4 eggs
1 cup white sugar
1 cup light brown sugar
1 cup vegetable oil
1 tsp. vanilla extract
zest of one lemon
2 cups all-purpose flour
2 cups whole wheat flour
1 tsp. salt
1 tsp. baking soda
2 cups sour cream
2 cups blueberries, divided
For streusel:
1/4 cup all-purpose flour
1/2 cup plus 2 tbsp. white sugar
1 tsp. cinnamon
4 tbsp. cold butter
Preheat oven to 400 degrees F. Grease 24 muffin cups or line with paper muffin liners.
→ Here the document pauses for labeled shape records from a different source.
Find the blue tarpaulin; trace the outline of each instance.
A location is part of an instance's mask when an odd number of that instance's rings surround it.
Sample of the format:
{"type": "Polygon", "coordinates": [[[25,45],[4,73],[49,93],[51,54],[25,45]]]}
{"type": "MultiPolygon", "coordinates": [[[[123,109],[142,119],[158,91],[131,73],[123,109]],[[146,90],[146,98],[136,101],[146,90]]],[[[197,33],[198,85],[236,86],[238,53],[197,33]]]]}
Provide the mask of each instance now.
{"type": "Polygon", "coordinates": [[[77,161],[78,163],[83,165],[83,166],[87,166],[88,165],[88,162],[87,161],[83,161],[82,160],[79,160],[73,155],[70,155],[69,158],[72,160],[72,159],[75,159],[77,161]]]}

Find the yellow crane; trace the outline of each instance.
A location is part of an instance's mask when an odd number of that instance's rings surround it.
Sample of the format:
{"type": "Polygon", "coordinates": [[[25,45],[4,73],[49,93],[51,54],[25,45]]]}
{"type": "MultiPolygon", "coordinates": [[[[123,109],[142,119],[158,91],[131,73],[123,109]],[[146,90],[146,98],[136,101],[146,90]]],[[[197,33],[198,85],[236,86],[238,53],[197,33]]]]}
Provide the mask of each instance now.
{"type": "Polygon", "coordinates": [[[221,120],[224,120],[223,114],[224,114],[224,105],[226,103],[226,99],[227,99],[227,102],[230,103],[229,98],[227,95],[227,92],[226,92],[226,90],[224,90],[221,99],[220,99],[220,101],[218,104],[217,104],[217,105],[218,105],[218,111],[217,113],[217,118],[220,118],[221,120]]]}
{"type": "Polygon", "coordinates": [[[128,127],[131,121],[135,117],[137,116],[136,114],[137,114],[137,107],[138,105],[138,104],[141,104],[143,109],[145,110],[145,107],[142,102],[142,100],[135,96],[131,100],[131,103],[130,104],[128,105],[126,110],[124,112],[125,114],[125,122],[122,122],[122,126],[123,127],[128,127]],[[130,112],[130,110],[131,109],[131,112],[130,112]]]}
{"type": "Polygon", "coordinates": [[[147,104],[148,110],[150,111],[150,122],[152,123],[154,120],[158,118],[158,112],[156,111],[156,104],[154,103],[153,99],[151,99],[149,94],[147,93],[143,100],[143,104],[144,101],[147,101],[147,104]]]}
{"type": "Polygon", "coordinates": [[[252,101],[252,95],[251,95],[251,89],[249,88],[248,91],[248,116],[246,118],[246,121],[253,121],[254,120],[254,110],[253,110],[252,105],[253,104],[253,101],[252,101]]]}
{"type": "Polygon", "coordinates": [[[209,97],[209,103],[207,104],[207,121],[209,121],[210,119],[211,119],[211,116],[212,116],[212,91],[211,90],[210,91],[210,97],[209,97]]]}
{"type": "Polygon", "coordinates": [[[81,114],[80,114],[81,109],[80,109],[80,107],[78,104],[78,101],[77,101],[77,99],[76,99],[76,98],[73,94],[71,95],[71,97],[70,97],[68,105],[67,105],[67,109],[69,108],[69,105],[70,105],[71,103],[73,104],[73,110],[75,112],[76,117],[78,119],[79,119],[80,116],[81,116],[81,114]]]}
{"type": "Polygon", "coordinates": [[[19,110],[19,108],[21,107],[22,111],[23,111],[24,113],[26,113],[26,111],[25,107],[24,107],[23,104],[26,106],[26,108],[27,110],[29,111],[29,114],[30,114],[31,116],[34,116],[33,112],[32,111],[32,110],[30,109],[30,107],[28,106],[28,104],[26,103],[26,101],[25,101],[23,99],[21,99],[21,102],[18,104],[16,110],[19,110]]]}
In a large bowl, beat eggs. Gradually add sugars while beating. Continue beating while slowly pouring in oil. Stir in vanilla and lemon zest. In a separate bowl, combine the flours, salt and baking soda.
Stir dry ingredients into egg mixture alternately with sour cream. Gently fold in 1-1/2 cups of the blueberries. Scoop batter into prepared muffin cups. Place remaining blueberries on top of muffins and press them in slightly.
For the topping, combine the flour, sugar and cinnamon in a bowl. Cut in the butter with a fork or pastry blender until the mixture forms coarse crumbs. Sprinkle on top of muffins before baking.
Bake in preheated oven for 20-25 minutes.